April 13th, 2011 at 10:54 AM ^

I talked to my buddy last night (the one that is dating the daughter of the O-coordinator at ND) and he gave me some unreleased information on Michael Floyd.  He has 3 arrests, but the first came while he was technically enrolled at ND but before he had arrived on campus, so apparantly according to ND res life  they can not factor this minor consumption into their decision on whether/whether not to suspended him.

The second arrest happened in South Bend on campus.  This one counts, but 1 PI/MC will not get you kicked out of school in 99% of the colleges across America. (made up that stat to bring more validity to my point)

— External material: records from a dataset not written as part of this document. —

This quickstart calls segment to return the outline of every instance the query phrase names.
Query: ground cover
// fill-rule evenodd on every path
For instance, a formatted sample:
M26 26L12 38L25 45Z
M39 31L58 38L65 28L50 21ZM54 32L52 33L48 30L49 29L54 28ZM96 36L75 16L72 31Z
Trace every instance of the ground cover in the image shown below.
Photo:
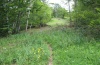
M50 59L51 58L51 59ZM99 65L100 40L64 26L0 39L0 65Z

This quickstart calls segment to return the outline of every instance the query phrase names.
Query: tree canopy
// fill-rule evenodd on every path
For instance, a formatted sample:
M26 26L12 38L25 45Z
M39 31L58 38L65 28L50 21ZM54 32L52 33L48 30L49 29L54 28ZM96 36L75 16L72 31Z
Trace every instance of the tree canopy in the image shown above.
M68 15L68 11L65 8L59 4L54 4L53 17L64 18L66 15Z
M74 21L77 27L88 29L93 36L100 35L100 0L74 0Z
M51 8L41 0L0 1L0 36L18 33L51 19Z

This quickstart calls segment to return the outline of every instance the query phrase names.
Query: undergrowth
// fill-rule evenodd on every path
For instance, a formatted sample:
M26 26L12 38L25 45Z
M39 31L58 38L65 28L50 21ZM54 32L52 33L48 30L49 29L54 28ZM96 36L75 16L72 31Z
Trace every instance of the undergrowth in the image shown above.
M99 65L100 42L73 29L26 32L0 39L0 65Z

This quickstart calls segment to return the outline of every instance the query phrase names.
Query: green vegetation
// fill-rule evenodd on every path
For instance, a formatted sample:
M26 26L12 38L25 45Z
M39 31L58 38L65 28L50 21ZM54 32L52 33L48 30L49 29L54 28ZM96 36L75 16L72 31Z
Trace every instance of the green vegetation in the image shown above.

The third and most recent arrest, the DUI, it sounds like they moved some red tape around to make it inadmissable.  Floyd was pulled over by the Indiana State Police.  The arresting officer was a member of the ISP.  He was then handed over to the County Sheriff Department, processed, and booked.  Local Media picked up on the story and reported it shortly thereafter.

Again...In this third arrest...at no time was Floyd on campus or involved with campus police.  The new reslife head has chosen not to factor this in to his decision, bringing the grand total of alcohol related offenses by Floyd according to ND to 1.

I do agree with reslife's decision not to suspend a student for a semester for a single alcohol related offense.  I was arrested for marijuana once when i was in 8th grade and again when i was in 9th grade.  Because one was in middle school, at a junior high, and the other was in high school, i was able to skirt the system and not be considered a repeat offender by anyone but my own parents.

Kelly has announced that Floyd has several things he needs to do before he steps back on the football field.  However, my buddy has announced that they are going to reinstate him just before the season starts...that keeping him suspended for now is a show of good faith for the NCAA.

 

Notre Dame has now saddled its self right along with the (Sowhat Everybody Cheats) conference and that school in the worst state ever.